What are your pet peeves? Chances are traffic congestion and having to commute are right up there. Millions of South Africans, and billions of people across the world, feel the same way. At Melrose Arch in Johannesburg, we’re doing something about this.
The layout of this precinct, and the way in which its latest additions like One on Whiteley are being developed, bring to life the best elements of mixed-use precincts. Chief among these, is walkability. One on Whiteley is the latest residential address at Melrose Arch. If you’ve purchased a unit here, or you’ll be renting one, you can look forward to a high-quality lifestyle. Just about everything you need is within comfortable walking distance. And this doesn’t apply only to shops and restaurants because you also have the option of working close to home, thanks to the range of commercial space that is available for office rentals.
Consider for a moment how much time and money you’ll save by not having to sit in traffic or commute to work.
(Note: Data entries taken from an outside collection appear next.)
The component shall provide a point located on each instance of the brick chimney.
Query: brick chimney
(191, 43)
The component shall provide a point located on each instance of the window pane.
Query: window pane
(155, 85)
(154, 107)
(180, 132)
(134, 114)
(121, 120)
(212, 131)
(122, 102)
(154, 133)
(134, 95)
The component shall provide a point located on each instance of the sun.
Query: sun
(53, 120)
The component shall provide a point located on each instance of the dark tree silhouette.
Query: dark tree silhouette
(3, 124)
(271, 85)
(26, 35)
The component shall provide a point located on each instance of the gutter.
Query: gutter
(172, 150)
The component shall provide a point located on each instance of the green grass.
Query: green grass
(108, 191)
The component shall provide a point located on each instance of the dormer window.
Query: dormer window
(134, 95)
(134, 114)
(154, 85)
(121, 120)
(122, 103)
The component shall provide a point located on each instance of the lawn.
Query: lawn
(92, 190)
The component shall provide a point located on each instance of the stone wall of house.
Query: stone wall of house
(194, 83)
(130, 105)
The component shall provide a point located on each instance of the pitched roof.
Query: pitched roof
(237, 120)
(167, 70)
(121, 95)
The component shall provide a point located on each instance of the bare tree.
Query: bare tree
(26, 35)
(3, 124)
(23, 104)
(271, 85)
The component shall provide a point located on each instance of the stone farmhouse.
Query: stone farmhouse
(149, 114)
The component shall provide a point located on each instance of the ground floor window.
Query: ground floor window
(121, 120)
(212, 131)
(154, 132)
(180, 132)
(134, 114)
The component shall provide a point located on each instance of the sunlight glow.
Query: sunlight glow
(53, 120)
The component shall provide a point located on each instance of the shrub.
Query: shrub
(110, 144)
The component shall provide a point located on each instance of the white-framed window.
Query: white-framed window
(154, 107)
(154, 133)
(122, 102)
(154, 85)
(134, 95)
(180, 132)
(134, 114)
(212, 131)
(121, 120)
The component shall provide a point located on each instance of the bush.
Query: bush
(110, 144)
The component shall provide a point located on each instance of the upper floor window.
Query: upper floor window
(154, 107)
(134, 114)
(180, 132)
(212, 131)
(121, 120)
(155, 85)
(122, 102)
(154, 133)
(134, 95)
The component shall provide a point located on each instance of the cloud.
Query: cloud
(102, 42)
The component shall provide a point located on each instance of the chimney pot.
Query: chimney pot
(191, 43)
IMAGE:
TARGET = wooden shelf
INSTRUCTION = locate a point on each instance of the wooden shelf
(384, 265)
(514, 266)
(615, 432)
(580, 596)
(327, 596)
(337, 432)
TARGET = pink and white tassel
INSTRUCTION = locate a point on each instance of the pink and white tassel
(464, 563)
Add to that lower levels of pollution, less agitation, stress and frustration, and having all your daily needs taken care of within a comfortable walking distance, and you see how much you can gain from living in mixed-use precincts such as this.
These developments, where different types of property co-exist in a single location, means people can live, work and enjoy their downtime within a conveniently small radius. But making these precincts walkable, is about more than getting around on foot.
A Harvard study found that improving walkability addresses many factors – lifestyle issues and diseases associated with obesity, deserted city centres, traffic and congestion, pollution, environmental concerns, sustainability, social isolation and more. So ‘walkability’ covers a lot of ground! It…
- improves sustainability by way of reductions carbon footprints;
- encourages less driving and more healthier ways of getting around, often non-motorised – like walking or cycling;
- cuts transport costs, time spent sitting in traffic, congestion and pollution;
- eases the environmental impact by decreasing the need for factories that produce cars and refine fuel, and reducing the need for costly road maintenance thanks to fewer cards on the roads;
- stimulates pockets of small, independent economic activity in many parts of a city, instead of having main business and shopping areas; and
- enables a sense of community by encouraging public life and social cohesion through multiple and multipurpose open-air spaces.
Jeff Speck, author of the bestselling Walkable City, says the thinking used to be that a strong economy would lead attract people and give them a higher quality of life. But nowadays the opposite is true. Creating better quality of life is the first step and then new residents and jobs come as a result.